Pyroscope Tag Explorer

To use the Tag Explorer:

  1. Select a tag to view the corresponding profiling data.
  2. Analyze the pie chart and the table of descriptive statistics to determine which tags if any are behaving abnormally.
  3. Select a tag to view the corresponding profiling data.
  4. Make use of the shortcuts to the Single, Comparison, and Diff View pages to further identify the root cause of the performance issue.

Single view

The Single View page in Pyroscope’s UI is built for in-depth profile analysis. Here, you can explore a single flame graph with multiple viewing options and functionalities:

Table view
Breaks down the profiling data into a sortable table format. Selecting Top Table displays the table and hides the flame graph.
Sandwich view
Displays both the callers and callees for a selected function, offering a comprehensive view of function interactions. Access by clicking in the flame graph and selecting Sandwhich view.
Flame Graph view
Visualizes profiling data in a flame graph format, allowing easy identification of resource-intensive functions. Selecting Flame Graph displays the flame graph and hides the table.
Both view
Displays both the table and the flame graph. This is the default view for Single View.
Export Data
Options to export the flame graph for offline analysis or share it via a flamegraph.com link for collaborative review.

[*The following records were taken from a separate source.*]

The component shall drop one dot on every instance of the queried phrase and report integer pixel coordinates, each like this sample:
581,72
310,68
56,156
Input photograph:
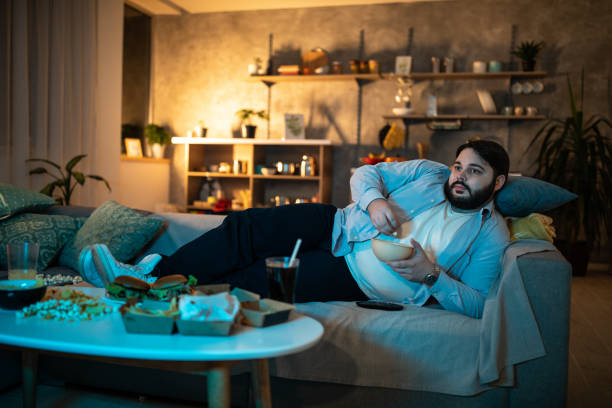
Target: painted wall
199,66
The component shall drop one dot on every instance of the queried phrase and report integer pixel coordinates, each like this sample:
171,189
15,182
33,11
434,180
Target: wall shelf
417,76
465,117
204,152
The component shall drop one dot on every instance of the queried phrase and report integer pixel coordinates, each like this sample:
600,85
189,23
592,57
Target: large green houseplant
66,180
576,154
527,51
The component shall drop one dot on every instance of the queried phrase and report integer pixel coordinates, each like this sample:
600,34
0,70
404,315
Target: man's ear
500,181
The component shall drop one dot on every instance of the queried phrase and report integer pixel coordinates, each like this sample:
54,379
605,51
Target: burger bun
169,281
131,282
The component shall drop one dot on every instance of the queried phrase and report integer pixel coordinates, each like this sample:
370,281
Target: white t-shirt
433,229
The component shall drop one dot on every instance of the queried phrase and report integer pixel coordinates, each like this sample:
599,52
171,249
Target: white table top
107,337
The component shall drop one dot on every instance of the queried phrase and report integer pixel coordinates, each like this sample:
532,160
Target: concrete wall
199,66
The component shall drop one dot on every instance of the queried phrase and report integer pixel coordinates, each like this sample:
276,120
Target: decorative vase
157,150
528,65
248,131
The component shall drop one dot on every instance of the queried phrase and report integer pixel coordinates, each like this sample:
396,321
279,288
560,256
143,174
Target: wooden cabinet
203,153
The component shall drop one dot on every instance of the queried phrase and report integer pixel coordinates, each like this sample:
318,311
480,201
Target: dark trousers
235,252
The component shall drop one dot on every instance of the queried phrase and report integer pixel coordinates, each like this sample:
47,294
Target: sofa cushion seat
417,348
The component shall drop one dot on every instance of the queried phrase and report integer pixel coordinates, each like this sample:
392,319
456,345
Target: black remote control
379,304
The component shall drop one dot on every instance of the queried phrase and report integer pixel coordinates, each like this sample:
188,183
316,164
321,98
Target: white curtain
50,91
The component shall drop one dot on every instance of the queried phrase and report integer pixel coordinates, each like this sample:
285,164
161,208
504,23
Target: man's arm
371,185
466,295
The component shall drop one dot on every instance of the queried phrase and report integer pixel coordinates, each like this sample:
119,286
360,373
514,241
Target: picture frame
294,126
133,147
403,65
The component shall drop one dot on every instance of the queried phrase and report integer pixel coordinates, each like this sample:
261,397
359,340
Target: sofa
523,337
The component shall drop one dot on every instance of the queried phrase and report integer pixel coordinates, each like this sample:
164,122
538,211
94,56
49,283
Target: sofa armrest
180,229
547,280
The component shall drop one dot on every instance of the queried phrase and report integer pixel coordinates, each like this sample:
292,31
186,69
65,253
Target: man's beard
472,200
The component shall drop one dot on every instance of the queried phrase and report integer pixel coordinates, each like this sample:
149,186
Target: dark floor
590,362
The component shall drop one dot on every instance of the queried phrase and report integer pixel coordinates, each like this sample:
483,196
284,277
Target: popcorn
67,304
56,280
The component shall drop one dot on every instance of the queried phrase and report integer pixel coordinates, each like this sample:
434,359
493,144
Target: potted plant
64,182
576,154
527,51
246,121
158,138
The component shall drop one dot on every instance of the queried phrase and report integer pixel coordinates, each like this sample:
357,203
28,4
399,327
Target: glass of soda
282,278
22,259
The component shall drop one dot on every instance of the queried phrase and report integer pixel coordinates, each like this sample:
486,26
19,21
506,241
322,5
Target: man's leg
321,277
246,237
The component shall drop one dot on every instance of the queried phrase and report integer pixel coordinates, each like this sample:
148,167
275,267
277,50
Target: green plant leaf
73,162
99,178
40,170
45,161
79,177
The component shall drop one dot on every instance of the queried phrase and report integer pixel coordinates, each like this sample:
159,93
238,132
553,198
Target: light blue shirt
468,266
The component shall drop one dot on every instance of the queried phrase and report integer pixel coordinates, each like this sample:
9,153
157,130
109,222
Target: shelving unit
465,117
201,152
417,76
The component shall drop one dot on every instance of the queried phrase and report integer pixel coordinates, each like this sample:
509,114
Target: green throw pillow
50,231
124,231
14,200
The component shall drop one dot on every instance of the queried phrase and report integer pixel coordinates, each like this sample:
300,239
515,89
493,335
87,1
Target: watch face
430,279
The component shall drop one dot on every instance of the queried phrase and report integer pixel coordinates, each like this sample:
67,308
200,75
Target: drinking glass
282,278
22,260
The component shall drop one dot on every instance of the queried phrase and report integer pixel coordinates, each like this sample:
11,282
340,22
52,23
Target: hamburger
168,287
165,288
128,287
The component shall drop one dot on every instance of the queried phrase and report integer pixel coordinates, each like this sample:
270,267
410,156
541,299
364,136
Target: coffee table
106,340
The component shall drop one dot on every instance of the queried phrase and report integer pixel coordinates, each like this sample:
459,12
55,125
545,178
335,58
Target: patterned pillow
14,200
123,230
50,231
525,195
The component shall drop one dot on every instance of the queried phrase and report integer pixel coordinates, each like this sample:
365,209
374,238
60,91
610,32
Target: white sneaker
99,267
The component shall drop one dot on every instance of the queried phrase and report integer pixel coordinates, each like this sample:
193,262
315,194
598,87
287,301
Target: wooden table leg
29,370
261,383
218,384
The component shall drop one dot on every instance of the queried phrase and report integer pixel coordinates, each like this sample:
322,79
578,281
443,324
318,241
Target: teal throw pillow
51,232
14,200
525,195
123,230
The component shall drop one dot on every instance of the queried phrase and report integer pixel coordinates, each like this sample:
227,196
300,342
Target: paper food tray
197,328
261,312
137,323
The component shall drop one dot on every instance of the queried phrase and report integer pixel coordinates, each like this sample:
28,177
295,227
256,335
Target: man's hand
382,216
416,268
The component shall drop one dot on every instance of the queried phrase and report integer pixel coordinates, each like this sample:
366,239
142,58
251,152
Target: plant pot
248,131
528,65
157,150
576,253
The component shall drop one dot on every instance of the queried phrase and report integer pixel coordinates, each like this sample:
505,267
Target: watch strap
432,277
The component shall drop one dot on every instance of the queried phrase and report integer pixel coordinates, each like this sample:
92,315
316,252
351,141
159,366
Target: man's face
472,183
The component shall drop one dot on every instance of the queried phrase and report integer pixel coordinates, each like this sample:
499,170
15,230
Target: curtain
49,90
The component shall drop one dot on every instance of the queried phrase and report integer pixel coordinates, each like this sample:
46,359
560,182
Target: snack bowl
17,294
401,111
390,250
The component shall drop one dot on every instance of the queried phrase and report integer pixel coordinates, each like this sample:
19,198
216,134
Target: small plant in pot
246,121
527,51
65,180
576,154
158,138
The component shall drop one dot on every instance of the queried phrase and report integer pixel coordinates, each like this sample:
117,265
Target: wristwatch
432,277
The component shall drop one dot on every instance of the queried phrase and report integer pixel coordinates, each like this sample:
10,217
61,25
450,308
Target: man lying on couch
448,215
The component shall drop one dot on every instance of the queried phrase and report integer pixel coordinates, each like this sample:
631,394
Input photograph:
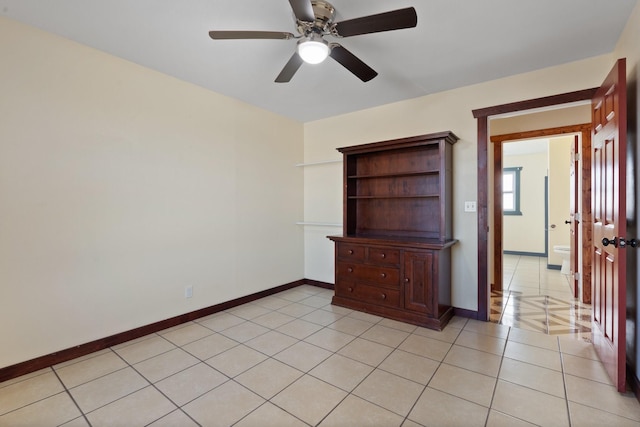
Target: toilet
565,252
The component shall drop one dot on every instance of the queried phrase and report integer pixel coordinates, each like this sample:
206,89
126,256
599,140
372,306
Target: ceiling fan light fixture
313,49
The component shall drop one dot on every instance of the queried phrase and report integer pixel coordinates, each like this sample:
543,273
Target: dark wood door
419,286
574,203
609,222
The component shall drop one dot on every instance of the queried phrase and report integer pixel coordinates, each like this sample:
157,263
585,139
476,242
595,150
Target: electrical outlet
469,206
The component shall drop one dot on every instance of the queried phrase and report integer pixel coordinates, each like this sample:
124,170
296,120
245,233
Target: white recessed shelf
322,162
320,224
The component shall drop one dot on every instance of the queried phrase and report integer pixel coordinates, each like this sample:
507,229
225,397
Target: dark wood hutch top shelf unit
394,258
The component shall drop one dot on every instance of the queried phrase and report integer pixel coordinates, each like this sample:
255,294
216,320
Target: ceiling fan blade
352,63
303,10
289,69
230,35
387,21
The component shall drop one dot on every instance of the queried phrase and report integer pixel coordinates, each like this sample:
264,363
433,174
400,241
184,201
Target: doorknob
631,242
634,243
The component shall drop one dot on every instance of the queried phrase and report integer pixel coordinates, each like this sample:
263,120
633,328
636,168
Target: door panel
574,201
609,222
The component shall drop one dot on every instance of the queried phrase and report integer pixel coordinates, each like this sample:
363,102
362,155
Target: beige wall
119,186
525,233
450,110
559,194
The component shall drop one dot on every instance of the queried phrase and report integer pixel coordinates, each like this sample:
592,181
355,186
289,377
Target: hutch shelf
394,256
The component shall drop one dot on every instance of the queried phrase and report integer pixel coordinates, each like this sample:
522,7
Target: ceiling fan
314,20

This screenshot shows a spike in CPU usage. Without profiling, you would go from a spike CPU usage metric to digging through code or guessing the cause. However, with profiling, you can use the flame graph and table to see exactly which function is most responsible for the spike. Often, this shows up as a single node taking up a noticeably disproportionate width in the flame graph as seen below with the checkDriverAvailability function.

example-flamegraph

However, in some instances it may be a function that’s called many times and is taking up a large amount of space in the flame graph. In this case, you can use the sandwich view to see that a logging function called throughout many functions in the codebase is the culprit.

example-sandwich-view

Comparison view

The Comparison view facilitates side-by-side comparison of profiles either based on different label sets, different time periods, or both. This feature is valuable for understanding the impact of changes or differences between two distinct queries of your application.

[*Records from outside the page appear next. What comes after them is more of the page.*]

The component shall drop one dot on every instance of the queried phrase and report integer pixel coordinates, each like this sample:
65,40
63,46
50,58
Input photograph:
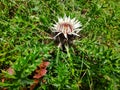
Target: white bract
67,26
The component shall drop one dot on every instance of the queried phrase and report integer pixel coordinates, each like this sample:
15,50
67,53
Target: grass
91,63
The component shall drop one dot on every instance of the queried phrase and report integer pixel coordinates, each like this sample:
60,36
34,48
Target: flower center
65,28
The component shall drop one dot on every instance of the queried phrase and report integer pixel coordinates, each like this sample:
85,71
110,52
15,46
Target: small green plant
91,62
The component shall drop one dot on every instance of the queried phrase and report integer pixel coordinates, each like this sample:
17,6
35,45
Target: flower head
67,26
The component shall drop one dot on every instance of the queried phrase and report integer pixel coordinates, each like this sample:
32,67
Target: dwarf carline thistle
66,26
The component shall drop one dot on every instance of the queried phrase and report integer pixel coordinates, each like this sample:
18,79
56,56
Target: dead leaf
41,73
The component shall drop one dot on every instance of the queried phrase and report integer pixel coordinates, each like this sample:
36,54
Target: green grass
92,63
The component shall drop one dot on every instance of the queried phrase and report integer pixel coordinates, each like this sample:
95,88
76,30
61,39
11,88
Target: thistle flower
66,26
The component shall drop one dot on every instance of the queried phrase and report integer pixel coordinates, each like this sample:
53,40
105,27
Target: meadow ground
91,63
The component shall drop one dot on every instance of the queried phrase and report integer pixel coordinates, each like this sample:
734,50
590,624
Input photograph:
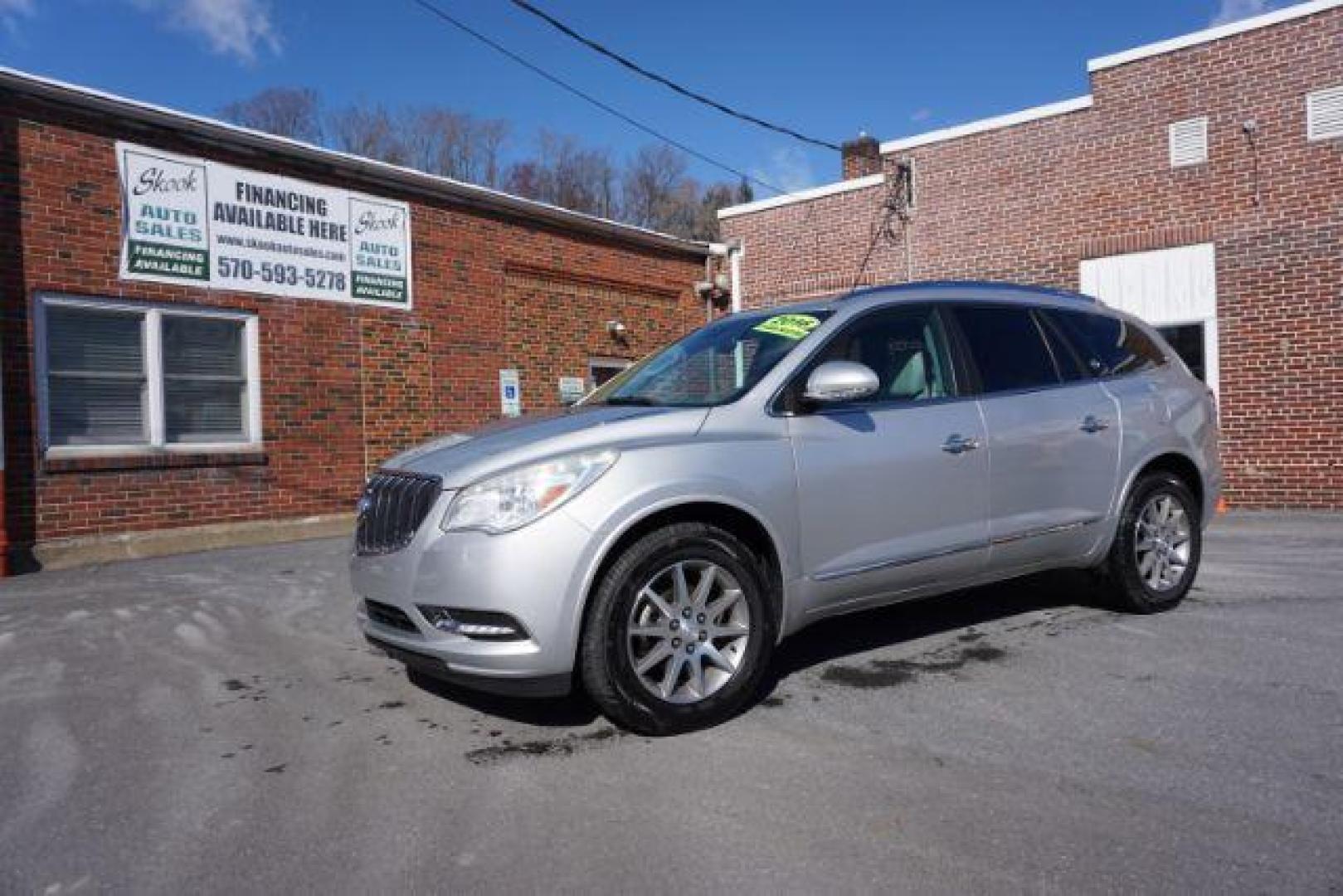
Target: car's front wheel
1156,550
680,631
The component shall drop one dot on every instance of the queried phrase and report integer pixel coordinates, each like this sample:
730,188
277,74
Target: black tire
605,664
1121,572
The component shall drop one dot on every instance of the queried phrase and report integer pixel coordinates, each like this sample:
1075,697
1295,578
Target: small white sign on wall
511,394
571,388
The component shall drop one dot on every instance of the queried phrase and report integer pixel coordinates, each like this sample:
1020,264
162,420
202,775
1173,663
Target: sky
888,67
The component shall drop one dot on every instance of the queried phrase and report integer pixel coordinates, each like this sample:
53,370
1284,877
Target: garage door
1171,289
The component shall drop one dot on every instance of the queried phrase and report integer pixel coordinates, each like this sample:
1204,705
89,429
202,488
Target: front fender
752,476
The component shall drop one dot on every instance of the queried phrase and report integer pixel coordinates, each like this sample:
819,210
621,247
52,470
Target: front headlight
512,500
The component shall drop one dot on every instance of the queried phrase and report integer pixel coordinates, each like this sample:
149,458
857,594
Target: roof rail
971,284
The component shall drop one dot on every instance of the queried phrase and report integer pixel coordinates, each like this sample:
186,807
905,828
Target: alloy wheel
687,641
1162,543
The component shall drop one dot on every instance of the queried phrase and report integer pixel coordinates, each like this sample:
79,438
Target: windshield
712,366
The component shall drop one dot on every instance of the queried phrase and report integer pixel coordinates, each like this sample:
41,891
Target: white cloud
1237,10
789,169
239,28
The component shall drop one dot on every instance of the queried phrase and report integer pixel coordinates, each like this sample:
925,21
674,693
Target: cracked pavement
215,723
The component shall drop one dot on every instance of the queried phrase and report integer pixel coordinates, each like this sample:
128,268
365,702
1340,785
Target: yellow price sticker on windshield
789,325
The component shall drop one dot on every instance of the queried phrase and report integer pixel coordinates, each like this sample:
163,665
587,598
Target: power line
666,82
434,10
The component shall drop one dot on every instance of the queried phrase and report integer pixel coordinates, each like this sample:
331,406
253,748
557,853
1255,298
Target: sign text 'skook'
206,223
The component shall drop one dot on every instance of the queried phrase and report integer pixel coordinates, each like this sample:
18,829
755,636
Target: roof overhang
398,178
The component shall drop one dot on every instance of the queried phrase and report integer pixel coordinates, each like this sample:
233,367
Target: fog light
483,625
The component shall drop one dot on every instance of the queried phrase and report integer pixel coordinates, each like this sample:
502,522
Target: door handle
958,445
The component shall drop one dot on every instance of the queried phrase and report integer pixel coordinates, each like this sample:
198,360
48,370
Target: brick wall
1030,202
343,387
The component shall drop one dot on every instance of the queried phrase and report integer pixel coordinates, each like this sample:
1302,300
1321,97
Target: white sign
571,388
197,222
511,394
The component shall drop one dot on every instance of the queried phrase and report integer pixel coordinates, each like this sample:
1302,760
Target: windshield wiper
638,401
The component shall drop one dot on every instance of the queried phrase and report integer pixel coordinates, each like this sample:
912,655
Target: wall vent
1325,113
1189,143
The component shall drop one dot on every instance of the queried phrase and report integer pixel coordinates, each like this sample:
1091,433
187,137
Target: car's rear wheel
680,631
1156,550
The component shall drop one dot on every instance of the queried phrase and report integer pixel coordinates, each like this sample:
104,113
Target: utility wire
666,82
434,10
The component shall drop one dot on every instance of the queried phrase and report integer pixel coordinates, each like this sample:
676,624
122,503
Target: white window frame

You can use Comparison view to compare different time ranges whether or not the labels are the same. For example, in investigating the cause of a memory leak, the timeline might show a steadily increasing amount of memory allocations over time. You can use the Comparison view to compare the memory allocations between two different time periods where allocations were low and where allocations were high. This information helps you identify the function that’s causing the memory leak.

Pyroscope Comparison view

To run a comparison:

  1. Select two different sets of labels (for example, env:production vs. env:development) and or time periods, reflected by the sub-timelines above each flame graph.
  2. View the resulting flame graphs side by side to identify disparities in performance.

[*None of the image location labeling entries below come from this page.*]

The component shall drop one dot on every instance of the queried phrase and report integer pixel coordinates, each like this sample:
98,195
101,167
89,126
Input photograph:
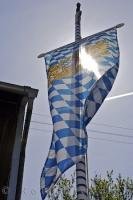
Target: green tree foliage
107,188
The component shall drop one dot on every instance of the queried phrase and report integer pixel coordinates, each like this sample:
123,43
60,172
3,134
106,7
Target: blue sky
31,27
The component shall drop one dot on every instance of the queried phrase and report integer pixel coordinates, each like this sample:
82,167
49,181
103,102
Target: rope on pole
81,170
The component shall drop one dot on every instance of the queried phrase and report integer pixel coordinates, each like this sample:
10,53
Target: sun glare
88,63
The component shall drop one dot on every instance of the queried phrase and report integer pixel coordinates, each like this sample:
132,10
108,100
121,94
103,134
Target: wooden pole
81,170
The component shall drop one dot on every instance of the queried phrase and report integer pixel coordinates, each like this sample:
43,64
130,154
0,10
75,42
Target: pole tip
120,25
78,7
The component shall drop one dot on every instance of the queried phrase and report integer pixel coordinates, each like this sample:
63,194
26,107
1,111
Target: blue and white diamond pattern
73,103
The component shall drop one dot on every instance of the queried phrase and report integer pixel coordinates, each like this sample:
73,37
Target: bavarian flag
80,76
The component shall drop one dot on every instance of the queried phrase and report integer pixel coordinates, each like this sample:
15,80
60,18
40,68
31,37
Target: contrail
119,96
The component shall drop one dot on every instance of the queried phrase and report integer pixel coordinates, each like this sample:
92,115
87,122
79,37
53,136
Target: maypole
81,166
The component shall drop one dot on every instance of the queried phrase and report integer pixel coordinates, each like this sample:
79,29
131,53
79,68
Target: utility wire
93,138
98,124
95,131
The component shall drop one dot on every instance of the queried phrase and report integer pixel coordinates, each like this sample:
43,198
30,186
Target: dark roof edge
22,90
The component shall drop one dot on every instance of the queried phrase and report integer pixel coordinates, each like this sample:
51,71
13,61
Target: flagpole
81,166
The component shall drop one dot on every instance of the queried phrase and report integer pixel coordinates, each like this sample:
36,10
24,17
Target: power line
110,133
95,131
98,124
93,138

There are many practical use cases for comparison for companies using Pyroscope. Some examples of labels below expressed as label:value are:

Feature flags
Compare application performance with feature_flag:a vs. feature_flag:b
Deployment environments
Contrast env:production vs. env:development
Release analysis
Examine commit:release-1 vs. commit:release-2
Region
Compare region:us-east-1 vs. region:us-west-1

Diff page: Identify changes with differential analysis

The Diff page is an extension of the comparison page, crucial for more easily visually showing the differences between two profiling data sets. It normalizes the data by comparing the percentage of total time spent in each function so that the resulting flame graph is comparing the share of time spent in each function rather than the absolute amount of time spent in each function. This is important because it allows you to compare two different queries that may have different total amounts of time spent in each function.

Diff view in Pyroscope

Similar to a git diff, it takes the flame graphs from the comparison page and highlights the differences between the two flame graphs where red represents an increase in CPU usage from the baseline to the comparison and green represents a decrease.